Don’t believe the hype. Progress on resolving $29 billion of defaulted debt is unlikely any time soon

Don’t believe the hype. Progress on resolving $29 billion of defaulted debt is unlikely any time soon


Over the past year Argentine authorities have on several occasions hinted that they might move forward in resolving a four-year-old dispute over $29 billion of defaulted bonds, investors in which held out against the terms of a 2005 debt swap.


Officials have similarly dropped hints that the government wants to resolve $6.7 billion in debt it owes the Paris Club of creditors.


Yet as quickly as the issues are mentioned, they drop back off the agenda again.


Supposed progress on the holdout debt was mooted again earlier this month. As the global financial crisis lends renewed urgency to claims by holders of the $29 billion of defaulted bonds, investors look for ways to clear their books and to turn the defaulted debt into liquid fixed income instruments as soon as possible.


The received wisdom is that the aggrieved investors are increasingly looking for “creative” solutions to resolve the debt negotiation.


Argentina’s government is prohibited by law from re-opening the 2005 debt swap, thanks to a bill shepherded through Congress by then president Nestor Kirchner. As such, the country cannot be seen to be negotiating on the issue. Instead, the strategy appears to be to maintain the impression that bondholders are approaching the government with new proposals while authorities are airily above the fray.


Still, Argentine-based economic analysts are sceptical that there will be any positive action on the holdouts any time soon – and certainly not this year. But they acknowledge that a speedy resolution of the issue would be beneficial.
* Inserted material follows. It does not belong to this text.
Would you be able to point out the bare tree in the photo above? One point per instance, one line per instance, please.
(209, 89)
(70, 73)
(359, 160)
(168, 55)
“The operating problems caused by the incomplete restructuring – such as the risk of embargoes which, among other things, force the central bank to keep funds overseas in safe havens with very low earnings – are accumulating,” notes an economic adviser to an opposition party.


Economist Mario Brodersohn says that resolving the holdout issue is a “necessary but not sufficient step” on the road towards Argentina’s return to international capital markets. “This government will never assume the political cost of such a move after its repeated and resolute rejections,” he says.


Argentine lawyer Pablo Giancaterino, of US firm Proskauer Rose and Sirota & Sirota, together with fellow Argentine lawyer Guillermo Gleizer recently unveiled the latest effort to think outside the box on the outstanding debt. The proposal, like others reportedly put forward by JP Morgan and Elliott Associates, would involve creating a trust fund.


In Giancaterino’s scheme, the holdouts would deposit in the trust funds adjudicated to them in court verdicts, against which they would receive tradable paper and interest payments on capital that would be discounted by the same amount as in the 2005 swap, or 66%. The adjudicated funds plus the interest payments would be used to invest in tax-free energy and infrastructure projects, he explained recently.


Barclays, Citibank and Deutsche Bank last year drafted a plan for a traditional bond swap, announced to much fanfare by president Cristina Fernandez de Kirchner, with whom the banks’ senior representatives met publicly at the Casa Rosada.


But months on, that plan still languishes. The banks remain in contact with finance secretary Hernan Lorenzino and Cabinet chief Sergio Massa, both of whom have lost clout as the government’s attention shifts to the convulsing political front. According to local sources familiar with the plan, it stalled not just because of government disinterest but also because bond holders’ willingness to turn over cash evaporated with the international crisis.


A source at one of the best-known so-called vulture funds, who asked for anonymity, says that the most recent claims that it would support measures to repurchase debt or counter default paper were “simply wacky”.


A local bond trader was equally dismissive: “No one even knows who they’ll be talking to – if anyone – after June 28.”—J.E.